4.1 Study Limitations

This study has some limitations. First, it was a retrospective observational study. There was no established treatment protocol with regard to morphine infusion, and the dose was determined by physicians. ADRs other than the symptoms selected for assessment in this study were not fully evaluated. We could not completely differentiate morphine-related ADRs from HF symptoms because these symptoms overlap with HF symptoms. This was a single-center cohort study conducted at a university hospital. Our results are limited in their generalizability to the management of Japanese patients with end-stage HF. Second, we did not measure the blood concentrations of morphine and its active metabolites. The differences in pharmacokinetic profiles among patients and the contribution of those profiles to the occurrence of ADRs remains unknown. Third, we could not quantitatively assess the efficacy of morphine for the relief of dyspnea based on the chart review; however, in each case, the goal of eliminating the symptoms and distress in patients was achieved based on the clinical evaluation performed by physicians.
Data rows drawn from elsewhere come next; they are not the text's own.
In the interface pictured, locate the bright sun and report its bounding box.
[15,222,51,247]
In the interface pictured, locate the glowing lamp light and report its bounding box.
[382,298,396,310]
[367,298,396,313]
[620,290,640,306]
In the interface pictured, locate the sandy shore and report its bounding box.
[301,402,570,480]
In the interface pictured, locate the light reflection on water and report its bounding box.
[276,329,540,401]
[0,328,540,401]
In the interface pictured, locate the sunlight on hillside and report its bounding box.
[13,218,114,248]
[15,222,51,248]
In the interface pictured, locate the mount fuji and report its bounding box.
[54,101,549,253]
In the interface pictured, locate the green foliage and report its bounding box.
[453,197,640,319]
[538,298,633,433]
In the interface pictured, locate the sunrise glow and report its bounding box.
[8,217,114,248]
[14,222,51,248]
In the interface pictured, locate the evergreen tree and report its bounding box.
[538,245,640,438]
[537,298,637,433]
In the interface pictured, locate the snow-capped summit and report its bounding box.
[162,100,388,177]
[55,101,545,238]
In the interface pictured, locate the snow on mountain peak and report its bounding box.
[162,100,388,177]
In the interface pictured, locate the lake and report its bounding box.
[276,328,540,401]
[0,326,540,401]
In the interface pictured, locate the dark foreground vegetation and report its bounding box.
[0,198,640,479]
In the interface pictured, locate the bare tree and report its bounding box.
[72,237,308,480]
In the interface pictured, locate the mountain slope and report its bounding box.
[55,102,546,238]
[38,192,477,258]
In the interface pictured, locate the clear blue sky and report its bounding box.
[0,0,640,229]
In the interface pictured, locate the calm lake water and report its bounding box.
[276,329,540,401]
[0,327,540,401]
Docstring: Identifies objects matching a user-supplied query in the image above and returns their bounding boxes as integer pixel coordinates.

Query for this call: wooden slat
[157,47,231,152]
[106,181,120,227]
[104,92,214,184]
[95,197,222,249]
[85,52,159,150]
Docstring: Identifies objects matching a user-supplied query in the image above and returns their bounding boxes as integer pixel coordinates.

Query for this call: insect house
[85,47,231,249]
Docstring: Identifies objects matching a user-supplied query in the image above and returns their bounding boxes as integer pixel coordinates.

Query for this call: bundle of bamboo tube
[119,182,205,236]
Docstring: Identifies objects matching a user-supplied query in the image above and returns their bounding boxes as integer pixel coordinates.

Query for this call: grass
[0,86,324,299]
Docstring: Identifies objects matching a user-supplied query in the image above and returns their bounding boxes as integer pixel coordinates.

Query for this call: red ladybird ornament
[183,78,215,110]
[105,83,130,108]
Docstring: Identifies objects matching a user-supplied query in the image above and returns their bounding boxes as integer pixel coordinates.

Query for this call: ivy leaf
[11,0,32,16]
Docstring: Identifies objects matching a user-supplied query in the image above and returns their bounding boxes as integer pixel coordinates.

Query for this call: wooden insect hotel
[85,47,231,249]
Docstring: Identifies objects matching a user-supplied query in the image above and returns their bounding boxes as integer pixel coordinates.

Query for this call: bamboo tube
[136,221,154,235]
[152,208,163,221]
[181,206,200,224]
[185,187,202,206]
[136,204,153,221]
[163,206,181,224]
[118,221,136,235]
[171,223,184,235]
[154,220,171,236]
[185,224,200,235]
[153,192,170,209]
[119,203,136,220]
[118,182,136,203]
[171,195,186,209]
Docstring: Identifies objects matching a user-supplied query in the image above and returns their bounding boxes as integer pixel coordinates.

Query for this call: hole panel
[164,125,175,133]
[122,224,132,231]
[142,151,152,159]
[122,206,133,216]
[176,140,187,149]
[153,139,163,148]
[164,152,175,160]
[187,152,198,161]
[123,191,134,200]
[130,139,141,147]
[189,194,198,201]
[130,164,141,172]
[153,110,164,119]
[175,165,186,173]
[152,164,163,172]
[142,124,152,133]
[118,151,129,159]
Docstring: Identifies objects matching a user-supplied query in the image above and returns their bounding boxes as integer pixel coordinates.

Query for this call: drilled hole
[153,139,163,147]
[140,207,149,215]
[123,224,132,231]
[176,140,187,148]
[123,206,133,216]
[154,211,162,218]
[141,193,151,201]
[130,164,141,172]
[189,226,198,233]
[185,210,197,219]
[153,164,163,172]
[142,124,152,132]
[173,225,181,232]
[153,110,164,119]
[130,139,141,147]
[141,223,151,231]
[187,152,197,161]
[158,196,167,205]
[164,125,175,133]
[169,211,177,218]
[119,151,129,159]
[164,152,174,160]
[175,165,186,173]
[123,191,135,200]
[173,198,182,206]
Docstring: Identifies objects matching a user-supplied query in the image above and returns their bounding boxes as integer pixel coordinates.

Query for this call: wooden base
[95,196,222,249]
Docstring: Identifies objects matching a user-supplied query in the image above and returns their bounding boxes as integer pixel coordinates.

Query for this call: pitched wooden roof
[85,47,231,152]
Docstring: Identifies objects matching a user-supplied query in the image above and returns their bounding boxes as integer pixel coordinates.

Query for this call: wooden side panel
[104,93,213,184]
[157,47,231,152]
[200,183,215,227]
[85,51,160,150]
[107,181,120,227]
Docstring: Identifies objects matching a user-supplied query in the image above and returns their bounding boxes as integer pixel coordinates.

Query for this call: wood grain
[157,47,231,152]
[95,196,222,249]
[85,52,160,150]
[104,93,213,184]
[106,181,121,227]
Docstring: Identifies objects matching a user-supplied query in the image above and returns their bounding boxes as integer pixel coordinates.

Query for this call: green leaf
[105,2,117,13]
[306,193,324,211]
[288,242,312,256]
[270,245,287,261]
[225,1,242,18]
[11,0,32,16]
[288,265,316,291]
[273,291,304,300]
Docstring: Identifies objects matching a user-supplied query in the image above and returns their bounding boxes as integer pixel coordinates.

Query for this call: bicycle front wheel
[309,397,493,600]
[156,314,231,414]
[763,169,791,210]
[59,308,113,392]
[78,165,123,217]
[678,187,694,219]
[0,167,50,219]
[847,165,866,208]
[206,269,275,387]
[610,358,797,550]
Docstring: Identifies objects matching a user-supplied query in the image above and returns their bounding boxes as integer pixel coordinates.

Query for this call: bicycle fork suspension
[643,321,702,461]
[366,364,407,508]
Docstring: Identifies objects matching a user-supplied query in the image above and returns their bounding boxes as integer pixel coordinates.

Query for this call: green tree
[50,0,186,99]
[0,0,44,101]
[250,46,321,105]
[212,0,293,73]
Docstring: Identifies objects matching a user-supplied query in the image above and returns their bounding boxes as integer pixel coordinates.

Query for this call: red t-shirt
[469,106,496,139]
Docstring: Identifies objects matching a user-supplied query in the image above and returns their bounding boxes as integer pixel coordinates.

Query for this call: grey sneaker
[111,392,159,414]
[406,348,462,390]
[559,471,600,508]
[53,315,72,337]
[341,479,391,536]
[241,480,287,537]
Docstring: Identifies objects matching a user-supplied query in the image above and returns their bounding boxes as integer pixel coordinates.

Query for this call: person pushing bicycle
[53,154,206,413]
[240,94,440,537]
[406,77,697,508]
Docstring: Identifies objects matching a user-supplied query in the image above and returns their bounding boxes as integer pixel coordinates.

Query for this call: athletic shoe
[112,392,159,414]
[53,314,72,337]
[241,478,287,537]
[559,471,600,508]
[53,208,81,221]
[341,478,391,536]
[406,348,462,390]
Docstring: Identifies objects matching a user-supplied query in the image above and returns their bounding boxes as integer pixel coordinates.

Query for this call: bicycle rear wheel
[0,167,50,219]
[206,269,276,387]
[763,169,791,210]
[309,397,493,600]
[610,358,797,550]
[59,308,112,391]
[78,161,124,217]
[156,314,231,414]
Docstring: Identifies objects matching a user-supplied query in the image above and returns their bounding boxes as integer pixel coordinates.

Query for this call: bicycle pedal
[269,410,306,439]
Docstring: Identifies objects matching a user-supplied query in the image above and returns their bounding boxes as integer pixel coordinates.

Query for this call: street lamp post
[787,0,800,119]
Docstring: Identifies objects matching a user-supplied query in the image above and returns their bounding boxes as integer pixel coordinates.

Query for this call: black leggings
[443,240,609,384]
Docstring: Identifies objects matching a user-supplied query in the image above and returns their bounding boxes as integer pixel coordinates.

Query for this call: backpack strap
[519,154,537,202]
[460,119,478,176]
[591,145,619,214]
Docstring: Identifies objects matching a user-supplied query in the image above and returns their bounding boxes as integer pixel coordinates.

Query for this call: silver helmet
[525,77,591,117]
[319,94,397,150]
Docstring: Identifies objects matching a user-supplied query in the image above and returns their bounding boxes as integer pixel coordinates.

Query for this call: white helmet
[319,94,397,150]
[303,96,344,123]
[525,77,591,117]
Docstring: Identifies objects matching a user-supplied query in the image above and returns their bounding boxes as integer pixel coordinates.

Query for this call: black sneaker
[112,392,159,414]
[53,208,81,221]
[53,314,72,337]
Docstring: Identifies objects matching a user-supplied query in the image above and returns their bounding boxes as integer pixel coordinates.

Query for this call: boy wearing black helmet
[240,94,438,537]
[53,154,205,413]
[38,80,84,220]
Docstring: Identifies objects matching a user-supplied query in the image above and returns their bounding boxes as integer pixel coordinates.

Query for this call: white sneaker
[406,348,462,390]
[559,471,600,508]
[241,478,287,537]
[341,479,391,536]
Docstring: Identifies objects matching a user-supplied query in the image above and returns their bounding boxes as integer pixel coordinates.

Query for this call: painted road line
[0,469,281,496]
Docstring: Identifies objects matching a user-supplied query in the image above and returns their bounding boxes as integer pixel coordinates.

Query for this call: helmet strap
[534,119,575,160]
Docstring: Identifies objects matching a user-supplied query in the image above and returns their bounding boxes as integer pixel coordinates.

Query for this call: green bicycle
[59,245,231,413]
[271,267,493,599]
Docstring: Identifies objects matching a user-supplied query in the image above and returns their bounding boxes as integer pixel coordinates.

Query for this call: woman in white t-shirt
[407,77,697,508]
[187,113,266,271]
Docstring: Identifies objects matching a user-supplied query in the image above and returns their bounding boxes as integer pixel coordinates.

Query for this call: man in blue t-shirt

Fourth, the number of subjects was small. Subgroup analyses could not be performed.

5 Conclusions

Our results indicated that 37% of patients with end-stage HF receiving continuous intravenous/subcutaneous morphine infusion experienced ADRs, especially drowsiness. A baseline eGFR < 32 mL/min/1.73 m2 was significantly associated with the occurrence of morphine-related ADRs.